Senate

Durbin: US should accept 100,000 Syrian refugees

Sen. Dick Durbin (D-Ill.) said Tuesday that the United States should accept 100,000 Syrian refugees, far outpacing the number the administration said last week that it will accept. 

“What the administration has posed is modest: 10,000. Too modest,” the No. 2 Senate Democrat said. “As far as I am concerned, I believe we should be prepared to accept 100,000 — 100,000 Syrian refugees.”

Durbin’s remarks come after White House press secretary Josh Earnest said the United States will accept at least 10,000 Syrian refugees during the 2016 fiscal year that starts next month. 

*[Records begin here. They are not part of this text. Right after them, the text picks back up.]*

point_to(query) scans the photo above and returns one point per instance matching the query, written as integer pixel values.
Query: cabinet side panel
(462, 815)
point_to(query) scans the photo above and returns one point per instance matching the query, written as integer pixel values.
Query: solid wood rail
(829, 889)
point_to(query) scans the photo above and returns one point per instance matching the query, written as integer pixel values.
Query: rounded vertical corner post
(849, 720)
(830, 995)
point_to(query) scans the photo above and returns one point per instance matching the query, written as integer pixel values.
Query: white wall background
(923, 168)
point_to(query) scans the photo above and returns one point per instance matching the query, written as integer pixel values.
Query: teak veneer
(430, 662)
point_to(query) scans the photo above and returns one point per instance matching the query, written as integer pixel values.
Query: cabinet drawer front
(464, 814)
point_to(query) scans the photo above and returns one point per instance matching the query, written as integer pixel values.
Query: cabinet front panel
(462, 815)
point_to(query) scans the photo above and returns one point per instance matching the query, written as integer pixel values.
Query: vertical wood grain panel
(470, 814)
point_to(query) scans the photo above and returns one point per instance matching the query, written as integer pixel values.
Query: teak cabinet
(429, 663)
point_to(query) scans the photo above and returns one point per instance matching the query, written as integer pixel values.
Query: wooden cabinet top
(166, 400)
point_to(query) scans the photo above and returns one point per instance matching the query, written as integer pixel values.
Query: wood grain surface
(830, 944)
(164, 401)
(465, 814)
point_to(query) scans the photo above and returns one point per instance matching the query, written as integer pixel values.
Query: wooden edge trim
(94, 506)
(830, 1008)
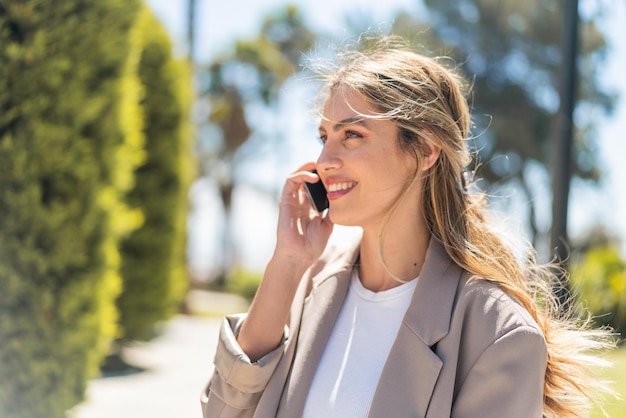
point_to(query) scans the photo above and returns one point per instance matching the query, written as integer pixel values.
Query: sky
(255, 215)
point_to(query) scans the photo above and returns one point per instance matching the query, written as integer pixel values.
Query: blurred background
(143, 146)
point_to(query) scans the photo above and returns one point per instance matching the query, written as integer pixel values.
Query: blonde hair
(427, 103)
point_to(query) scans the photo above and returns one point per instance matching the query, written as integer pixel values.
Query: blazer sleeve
(237, 384)
(507, 380)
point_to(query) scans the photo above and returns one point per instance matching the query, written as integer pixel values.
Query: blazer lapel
(320, 311)
(412, 368)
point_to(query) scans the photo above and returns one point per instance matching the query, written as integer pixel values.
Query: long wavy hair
(427, 102)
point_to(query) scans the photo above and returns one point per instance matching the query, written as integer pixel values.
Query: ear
(430, 151)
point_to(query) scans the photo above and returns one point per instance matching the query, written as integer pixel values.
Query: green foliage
(599, 279)
(70, 138)
(153, 257)
(243, 282)
(616, 375)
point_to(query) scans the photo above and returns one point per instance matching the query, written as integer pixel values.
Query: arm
(507, 380)
(249, 350)
(301, 238)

The senior Democrat’s comments echo those of 72 House Democrats who signed a letter to the White House calling for the United States to accept 100,000 Syrian refugees. 

Durbin said that he visited one camp in Turkey that housed 10,000 refugees. 

The humanitarian crisis in Syria has been under the political spotlight since a photo of a drowned three-year-old Syrian boy went viral earlier this month. 

The Illinois Democrat referenced that photo, saying, “When I think of Syria and this humanitarian crisis, I think of the photo of that little boy.” 

While Congress has tentatively backed doing more to help Syrian refugees, lawmakers are scarce on the details

Senate Republicans have voiced skepticism about the affect such an influx would have on national security, with the push to increase the number of accepted Syrian refugees also dividing the Republican presidential field. 

The Senate Foreign Relations Committee, as well as its counterpart in the House, are expected to dig into the refugee crisis, as well as broader Middle Eastern strategy, starting this week. 

Democrats have also called for Congress to pass an emergency appropriations bill to help the State Department pay for vetting the additional Syrian refugees. 

Durbin pushed back against criticism that the White House has contributed to the refugee crisis by not doing enough to overthrow the regime of Syrian President Bashar Assad, saying it is “fundamentally unfair” to Obama.

“This is a crisis which reflects the Arab Spring,” he said. “It reflects changes in the Middle East that have been going on for 30 years-plus, and no country has really come up with a good solution to stop the bloodshed and killing in Syria.”